4. Calzature tibetane

Le calzature tibetane, caratterizzate dall'identica sagomatura per entrambi i piedi, identificano il rango, il luogo d'origine e talvolta la professione del portatore. Confortevoli e colorate, sono prodotte da artigiani che utilizzano pelliccia, lana e stoffa; la pelle viene utilizzata di solito per gli allevatori, la lana per gli agricoltori, la suola è spesso realizzata con canapa o lino.

TibetStivaliMilitari e funzionari calzano di preferenza scarpe e stivali con la punta orgogliosamente rivolta verso l'alto. I Lama possono indossare caratteristici stivali colorati che vengono stretti intorno ai polpacci mediante stringhe; la forma di questi calzari intende rimandare al tema della sottomissione dei "tre veleni mentali" (triklesha): ottusità (moha), odio (dvesha) e bramosia (raga).
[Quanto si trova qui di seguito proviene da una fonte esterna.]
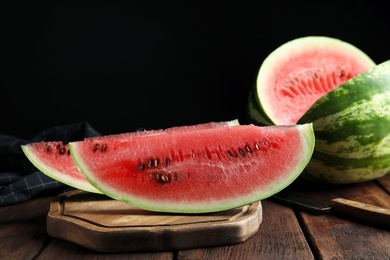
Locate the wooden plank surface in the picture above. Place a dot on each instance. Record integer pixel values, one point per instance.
(23, 229)
(279, 237)
(100, 223)
(339, 237)
(285, 233)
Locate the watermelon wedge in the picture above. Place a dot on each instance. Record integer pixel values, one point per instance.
(200, 171)
(54, 160)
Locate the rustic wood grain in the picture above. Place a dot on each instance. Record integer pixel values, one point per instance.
(279, 237)
(106, 225)
(339, 237)
(384, 182)
(59, 249)
(22, 229)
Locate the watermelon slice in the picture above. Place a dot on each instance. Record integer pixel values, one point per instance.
(298, 73)
(54, 160)
(200, 171)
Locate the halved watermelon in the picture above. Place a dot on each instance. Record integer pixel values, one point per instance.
(298, 73)
(54, 160)
(198, 171)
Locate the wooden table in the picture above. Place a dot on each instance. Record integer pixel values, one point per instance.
(285, 232)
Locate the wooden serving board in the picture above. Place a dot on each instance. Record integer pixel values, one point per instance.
(102, 224)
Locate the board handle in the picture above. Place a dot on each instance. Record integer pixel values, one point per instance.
(371, 213)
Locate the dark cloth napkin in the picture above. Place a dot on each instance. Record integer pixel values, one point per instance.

Nella forma di queste calzature si vuole appunto vedere un richiamo ai tre animali che simboleggiano figurativamente il triklesha: l'ampia punta volta all'insù per alludere al muso di un maiale (moha), il profilo ad onda ad un sinuoso serpente (dvesha) e le due protuberanze poste ai lati dello stivale ai bargigli di un gallo (raga).

I Lama e i funzionari d'alto rango possono indossare calzature nelle quali vengono utilizzati materiali di pregio come la seta.

 

 

Stivali
Lana nera e panno rosso, verde e blu, suola in corda di cotone e pelle; ricami in lana.